Isabelle Kocher au women’s forum: quelle sera l’énergie de l’économie du partage ?

30/11/2016

Actualité

L’économie du partage est-elle synonyme d’un monde de partage ? Tel était le thème de la 12e édition du Women’s Forum, qui se tient du 30 novembre au 2 décembre à Deauville. Isabelle Kocher est intervenue sur le thème de la révolution de l’économie de partage à venir dans l’industrie de l’énergie et a publié dans le Huffington Post une tribune sur le sujet.

 

Retrouvez ci-dessous la tribune d’Isabelle Kocher publiée dans le Huffington Post le 29 novembre 2016.

Comment l’économie du partage et l’énergie durable va modifier l’économie des plus démunis

Quelle sera l’énergie de « l’économie du partage » ?

Un marché où chacun est désormais en mesure de fournir un bien ou un service à un tiers, où la frontière entre producteur et consommateur s’estompe, telle est la nouvelle économie du partage. Cette dynamique est synonyme de progrès économique et social, parce qu’elle remet en question les positions établies des grands acteurs dans l’ensemble des secteurs. Elle crée aussi un rapport de forces plus favorable au consommateur, qui dispose désormais d’une plus grande liberté de choix.

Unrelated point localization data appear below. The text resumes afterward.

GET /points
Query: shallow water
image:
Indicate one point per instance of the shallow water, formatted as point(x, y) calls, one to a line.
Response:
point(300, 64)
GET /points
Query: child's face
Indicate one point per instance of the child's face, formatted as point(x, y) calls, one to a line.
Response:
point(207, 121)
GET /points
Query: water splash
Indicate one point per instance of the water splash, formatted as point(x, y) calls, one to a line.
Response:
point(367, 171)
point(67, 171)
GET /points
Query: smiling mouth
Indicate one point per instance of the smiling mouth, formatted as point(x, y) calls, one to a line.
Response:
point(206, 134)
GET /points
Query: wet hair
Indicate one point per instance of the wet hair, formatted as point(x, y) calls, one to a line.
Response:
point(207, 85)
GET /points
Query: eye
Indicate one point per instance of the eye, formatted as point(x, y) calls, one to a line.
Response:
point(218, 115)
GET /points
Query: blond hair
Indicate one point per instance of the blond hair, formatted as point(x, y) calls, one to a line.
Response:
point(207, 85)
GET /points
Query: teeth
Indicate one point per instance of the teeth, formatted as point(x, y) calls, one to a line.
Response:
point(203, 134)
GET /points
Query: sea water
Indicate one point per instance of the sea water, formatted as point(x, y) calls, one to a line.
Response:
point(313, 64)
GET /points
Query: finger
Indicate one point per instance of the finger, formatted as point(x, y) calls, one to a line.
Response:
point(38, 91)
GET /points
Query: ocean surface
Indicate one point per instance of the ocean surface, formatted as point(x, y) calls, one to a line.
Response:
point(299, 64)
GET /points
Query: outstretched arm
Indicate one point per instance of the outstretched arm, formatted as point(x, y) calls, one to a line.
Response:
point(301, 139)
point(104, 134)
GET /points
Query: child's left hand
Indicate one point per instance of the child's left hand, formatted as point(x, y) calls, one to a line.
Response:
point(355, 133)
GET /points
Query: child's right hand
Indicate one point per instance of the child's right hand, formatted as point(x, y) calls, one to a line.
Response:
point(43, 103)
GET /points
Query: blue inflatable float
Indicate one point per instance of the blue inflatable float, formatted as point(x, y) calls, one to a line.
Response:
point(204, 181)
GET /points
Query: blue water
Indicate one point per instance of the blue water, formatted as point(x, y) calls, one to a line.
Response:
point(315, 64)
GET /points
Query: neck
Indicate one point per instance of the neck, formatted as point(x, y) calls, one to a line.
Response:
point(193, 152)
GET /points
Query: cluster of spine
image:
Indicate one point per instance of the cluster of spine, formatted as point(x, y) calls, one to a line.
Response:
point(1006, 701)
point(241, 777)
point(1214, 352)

À première vue, l’énergie semblait protégée de ce phénomène de profonde transformation de la société. Les investissements colossaux nécessaires à l’exploitation, le transport, la distribution ne semblaient à la portée que de quelques grands groupes internationaux. Comment des particuliers pourraient-ils concurrencer les grands acteurs et produire et commercialiser eux-mêmes l’énergie ?

Pourtant, à y regarder de plus près, le même phénomène souterrain de décentralisation de la production, de remise en cause de l’ordre établi et d’émergence d’un consom’acteur est à l’œuvre dans le monde de l’énergie, comme dans celui de l’économie du partage.

Le développement des énergies peu ou pas émettrices de CO2 comme le solaire, l’éolien et le gaz naturel, combiné aux innovations numériques et au stockage, accélère le mouvement de décentralisation de la production d’énergie. Les grandes installations que nous connaissons sont progressivement remplacées par une myriade d’acteurs de plus petite taille. Les grands groupes doivent s’adapter à ce nouveau système, où leurs clients (particuliers, collectivités, entreprises), sont capables, tout comme eux, de produire de l’énergie.

La remise en cause radicale des situations acquises ne s’arrête pas aux grandes entreprises de l’énergie.

Le déploiement des énergies renouvelables, en particulier du solaire, permettra aux pays en voie de développement, notamment ceux qui ne disposent pas de ressources fossiles de s’affranchir de leur dépendance énergétique vis-à-vis des pays producteurs. C’est ainsi un renversement de l’ordre géopolitique actuel qui se dessine, où la dépendance énergétique entre pays sera abolie et l’accès au développement facilité.

J’en suis convaincue, l’énergie solaire représente le point de bascule du futur écosystème. Ressource gratuite, illimitée et inappropriable, elle est la source d’énergie qui permettra le plus rapidement de parvenir à un accès universel à l’énergie. Elle est aussi la source d’énergie qui répond le mieux aux logiques de l’économie du partage, puisqu’elle peut être développée à toute petite échelle et favorise l’auto-consommation.

C’est pourquoi ENGIE est devenu il y a quelques mois membre fondateur d’une initiative forte et inédite que j’ai l’honneur de présider, l’Initiative Terrawatt (TWI). Cette organisation mondiale à but non lucratif travaillera avec l’Alliance Solaire Internationale et ses Etats membres pour établir les conditions nécessaires au déploiement massif d’une production d’énergie solaire compétitive.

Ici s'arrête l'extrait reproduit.